Friday, December 14, 2007

A New Magnificat

Other Parousians have posted on the topic of beauty, analyzing it from a more sophisticated point-of-view and offering profound bits of wisdom and understanding. I am offering something slightly different – a firsthand experience of the transforming effect of suffering on the conventional idea of beauty into a recognition of beauty as determined not by shapeliness and symmetry but by faithfulness and poorness in spirit.

My wife has recently pulled through one of the most trying experiences she will ever face – brain tumors that left her completely debilitated for a period of approximately half a year. For both of us, this experience of suffering worked wonders at adjusting our vision, which could actually be qualified more as blindness rather than vision. Blindness to our own insufficiencies and hypocrisies may have been more debilitating than her physical illness, yet it was the illness that helped to open our eyes, particularly mine.
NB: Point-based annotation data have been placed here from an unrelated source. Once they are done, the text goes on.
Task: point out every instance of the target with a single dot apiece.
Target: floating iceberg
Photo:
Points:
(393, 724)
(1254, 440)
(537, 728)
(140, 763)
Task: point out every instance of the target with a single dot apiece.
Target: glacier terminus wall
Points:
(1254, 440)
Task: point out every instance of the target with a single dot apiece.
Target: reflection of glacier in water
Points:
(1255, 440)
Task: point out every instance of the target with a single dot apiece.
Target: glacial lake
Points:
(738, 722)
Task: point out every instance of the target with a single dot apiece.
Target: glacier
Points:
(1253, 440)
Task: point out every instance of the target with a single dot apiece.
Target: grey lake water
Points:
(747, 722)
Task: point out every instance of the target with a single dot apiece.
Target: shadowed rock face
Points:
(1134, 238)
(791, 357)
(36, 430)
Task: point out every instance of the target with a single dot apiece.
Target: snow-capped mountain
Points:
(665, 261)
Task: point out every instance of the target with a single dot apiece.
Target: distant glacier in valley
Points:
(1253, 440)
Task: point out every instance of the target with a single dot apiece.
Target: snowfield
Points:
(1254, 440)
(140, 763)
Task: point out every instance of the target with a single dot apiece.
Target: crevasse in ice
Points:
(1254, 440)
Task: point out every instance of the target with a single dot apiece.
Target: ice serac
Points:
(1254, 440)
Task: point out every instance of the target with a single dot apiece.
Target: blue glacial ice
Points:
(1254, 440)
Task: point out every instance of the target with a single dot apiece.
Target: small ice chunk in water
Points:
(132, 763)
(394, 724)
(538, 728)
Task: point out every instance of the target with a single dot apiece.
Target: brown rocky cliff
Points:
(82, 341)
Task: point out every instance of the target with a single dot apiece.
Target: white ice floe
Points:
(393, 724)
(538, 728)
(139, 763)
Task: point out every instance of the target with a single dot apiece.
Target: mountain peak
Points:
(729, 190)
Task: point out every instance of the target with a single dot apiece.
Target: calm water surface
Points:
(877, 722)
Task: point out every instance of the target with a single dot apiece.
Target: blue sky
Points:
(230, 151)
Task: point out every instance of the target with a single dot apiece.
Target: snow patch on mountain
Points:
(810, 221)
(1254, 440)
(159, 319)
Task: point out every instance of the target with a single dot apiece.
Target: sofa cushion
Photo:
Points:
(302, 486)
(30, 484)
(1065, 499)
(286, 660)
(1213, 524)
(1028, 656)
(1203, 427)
It was Beth’s intense beauty that first drew me to her, but of course at that time, my understanding of beauty was the result of complete acquiescence to what was socially and culturally defined as beauty. It was a conventional view of beauty, and Beth certainly fit the conventional mold. Watching her waste away in her hospital bed was another level of suffering, but also an invitation to modify and purify my limp standard of beauty. She no longer had the strong and shapely legs she once had. In fact, I remember thinking that they now looked like the legs of a frail, thin, 80 year-old woman. Her eyes were crossing and her hair was falling out in clumps. The smell of tube-feeding seemed to emanate from her body all day every day. With face gaunt, skin unnaturally pale, and nails yellow, it was as though my wife had disappeared. But what struck me throughout all of this was that though I saw this, my love for her never dimmed. It only grew stronger. In fact, the more she lost her conventional beauty, the more I loved her. I still believed she was beautiful, not because of her thin legs or her gaunt face, but because of her. This was my wife, flesh of my flesh and bone of my bones. How could I think anything else of her?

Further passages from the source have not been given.